Gary Crum | Indianapolis, IN USA | 01/02/2001
(5 out of 5 stars)

"Suspecting there HAD to be more to Sibelious than Finlandia, I bought this CD, the violin concerto having been recommended by a friend. The concerto is excellent, but the surprise was symphony #2, which, even though played by an obscure (to me anyway) orchestra, was the real gem on this disc. The execution is flawless, with nice dynamic range, and the recording is very crisp and clear. Come for the concerto, stay for the symphony! You won't regret purchasing this one."
Surprising sleeper
Jeremy Starr | Provo, UT | 06/05/2002
(5 out of 5 stars)

"My brother and I are violinists and we love to find fabulous vioin recordings at low prices in obscure places. We have found them in some of the most neglected and overlooked labels and yet again, Seraphim delivers a gem (For other violin recordings on the Seraphim label we have ran into, email me... One of the most prolific characteristics of violin playing today is technical perfection over sound or musicality. Or, in other words, the performer gets 50% of the piece but still doesn't get that other half which requires literally knowing the work with your heart and soul just as much as with you fingers. Thus, the individuality, purity of interpretation and, and appropriate sound become the other 50%. It is disappointing to not find this complete 100% in most modern violinists. Recording becomes more of the goal than playing the work as it was meant to be played. It is truly moving and incredible to hear these 100% performances and this is surely one of them. Gidon Kremer may be relatively unknown to even the classical music buff but it known to most serious violinists. This recording is a wonderful example of his passion and sensitivity to stylistic needs and appropriate interpretation. However, this is more than just another of his private collection, it is an example of total violin playing. He expertly nimbles through the complicated technical labrynth of which is the Sibelius Violin Concerto but obviously does not wish to flaunt his flawless technique. From Gil Shaham to Heifetz, I have heard many recordings of this violin concerto and this one combines a true understanding of the music from the soloist AND the same from the wonderful Berlin Philharmonic, who actually add to the performance, rather than merely accompanying. Honestly, this is my preferred recording of the Sibelius Violin Concerto and definitely worth having in anyone's collection - especially violinists.The second symphony is also played with much heart and well-molded interpretation, a worthy recording for those who do not care to get this CD for the violin concerto. Hats off to Seraphim. :-)"
A totally solid budget choice
Xyp | Cincinnati, OH | 06/04/2007
(4 out of 5 stars)

"The bottom line on this CD is that the performances combined with the price far outstrip any complaints about the sound quality. Speaking of which, reading a couple of the other reviews gives the impression that one can expect to be listening to the performances through a tin can, which couldn't be further from the truth: the disc isn't going to win any awards for sound engineering, to be certain, but it is totally listenable. I'll nitpick over bad sound as right along with the next guy, but this CD just isn't one of those.

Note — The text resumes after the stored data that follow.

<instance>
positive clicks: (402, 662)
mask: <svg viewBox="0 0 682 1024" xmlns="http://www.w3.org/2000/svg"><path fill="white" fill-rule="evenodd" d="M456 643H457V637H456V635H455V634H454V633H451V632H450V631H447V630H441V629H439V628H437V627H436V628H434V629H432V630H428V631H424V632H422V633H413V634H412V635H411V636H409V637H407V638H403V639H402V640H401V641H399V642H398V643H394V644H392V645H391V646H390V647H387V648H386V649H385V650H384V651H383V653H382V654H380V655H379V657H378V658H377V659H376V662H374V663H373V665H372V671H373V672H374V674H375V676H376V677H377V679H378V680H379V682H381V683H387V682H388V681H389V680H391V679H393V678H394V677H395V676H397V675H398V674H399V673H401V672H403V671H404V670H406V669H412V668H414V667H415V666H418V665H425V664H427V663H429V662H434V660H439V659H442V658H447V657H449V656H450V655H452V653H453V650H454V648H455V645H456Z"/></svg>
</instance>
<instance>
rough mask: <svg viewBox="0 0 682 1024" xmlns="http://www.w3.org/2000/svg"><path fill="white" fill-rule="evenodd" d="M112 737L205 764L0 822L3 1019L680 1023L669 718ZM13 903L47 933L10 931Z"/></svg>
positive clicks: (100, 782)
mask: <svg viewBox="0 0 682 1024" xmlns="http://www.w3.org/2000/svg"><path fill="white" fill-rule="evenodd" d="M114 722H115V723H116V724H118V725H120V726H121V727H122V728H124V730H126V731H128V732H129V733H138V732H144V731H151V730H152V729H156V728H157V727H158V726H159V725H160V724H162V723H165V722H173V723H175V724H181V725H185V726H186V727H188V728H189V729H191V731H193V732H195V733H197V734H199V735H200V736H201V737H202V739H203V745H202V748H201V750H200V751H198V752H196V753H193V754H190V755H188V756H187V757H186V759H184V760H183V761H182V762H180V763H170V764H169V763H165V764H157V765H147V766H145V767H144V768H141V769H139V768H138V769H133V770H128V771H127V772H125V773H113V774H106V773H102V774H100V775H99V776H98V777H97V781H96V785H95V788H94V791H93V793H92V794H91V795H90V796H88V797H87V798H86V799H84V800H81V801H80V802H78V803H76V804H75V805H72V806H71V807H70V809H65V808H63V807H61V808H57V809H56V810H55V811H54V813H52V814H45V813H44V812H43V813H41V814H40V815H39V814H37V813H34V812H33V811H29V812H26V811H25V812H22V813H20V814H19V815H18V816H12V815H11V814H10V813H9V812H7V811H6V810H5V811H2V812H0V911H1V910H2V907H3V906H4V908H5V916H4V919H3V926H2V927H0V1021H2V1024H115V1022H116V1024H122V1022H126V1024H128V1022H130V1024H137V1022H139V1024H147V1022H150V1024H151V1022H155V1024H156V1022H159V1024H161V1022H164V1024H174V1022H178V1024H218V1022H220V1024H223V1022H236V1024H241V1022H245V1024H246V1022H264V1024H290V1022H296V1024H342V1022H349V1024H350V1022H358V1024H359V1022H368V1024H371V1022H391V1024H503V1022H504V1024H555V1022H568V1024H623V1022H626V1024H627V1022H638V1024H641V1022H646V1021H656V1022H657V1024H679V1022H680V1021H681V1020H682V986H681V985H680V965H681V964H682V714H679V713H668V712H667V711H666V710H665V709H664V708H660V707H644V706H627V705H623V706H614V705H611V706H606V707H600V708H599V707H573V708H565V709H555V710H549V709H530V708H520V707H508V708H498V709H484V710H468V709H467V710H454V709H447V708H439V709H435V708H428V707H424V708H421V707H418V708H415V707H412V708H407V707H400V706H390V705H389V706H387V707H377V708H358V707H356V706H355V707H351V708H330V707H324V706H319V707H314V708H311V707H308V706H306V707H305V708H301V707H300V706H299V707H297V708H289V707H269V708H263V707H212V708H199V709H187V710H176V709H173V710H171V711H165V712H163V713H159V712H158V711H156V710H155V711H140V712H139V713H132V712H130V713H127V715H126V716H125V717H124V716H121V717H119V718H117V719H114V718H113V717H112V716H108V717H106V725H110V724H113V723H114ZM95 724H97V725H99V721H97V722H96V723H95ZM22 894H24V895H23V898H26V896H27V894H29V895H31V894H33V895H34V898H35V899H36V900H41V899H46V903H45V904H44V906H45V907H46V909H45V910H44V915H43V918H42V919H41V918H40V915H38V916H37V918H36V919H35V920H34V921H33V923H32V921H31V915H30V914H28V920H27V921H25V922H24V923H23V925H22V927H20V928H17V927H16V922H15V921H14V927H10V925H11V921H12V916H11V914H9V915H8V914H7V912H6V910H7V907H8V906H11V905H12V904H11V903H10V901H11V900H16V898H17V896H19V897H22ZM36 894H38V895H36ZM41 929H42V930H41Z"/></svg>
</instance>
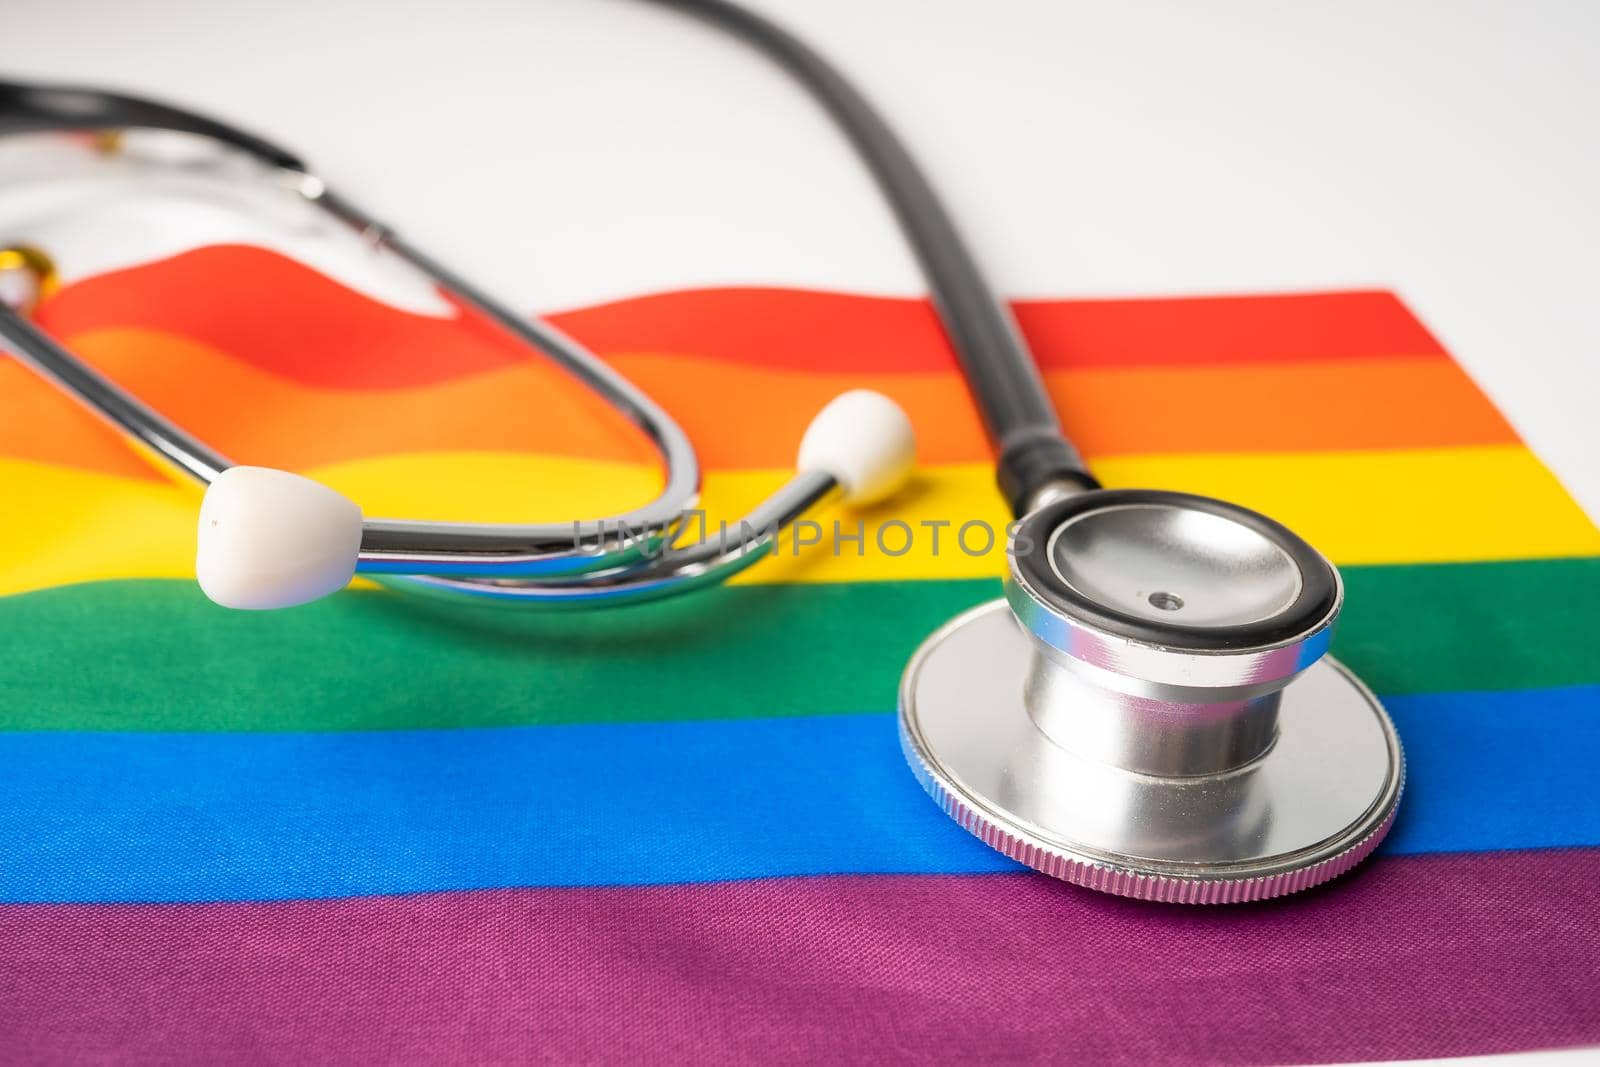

Indeed, this disc is an absolute steal for what you're getting, which are great performances at a very good price: the youthful Kremer's violin playing is fairly straight ahead (really something, for him) and exciting and well supported by Muti and the Berliners, and Berglund's Sibelius is also well executed. I wouldn't say that these should be your first or only choice, but novices to either work are well recommended to this disc, as are any fans of the musicians."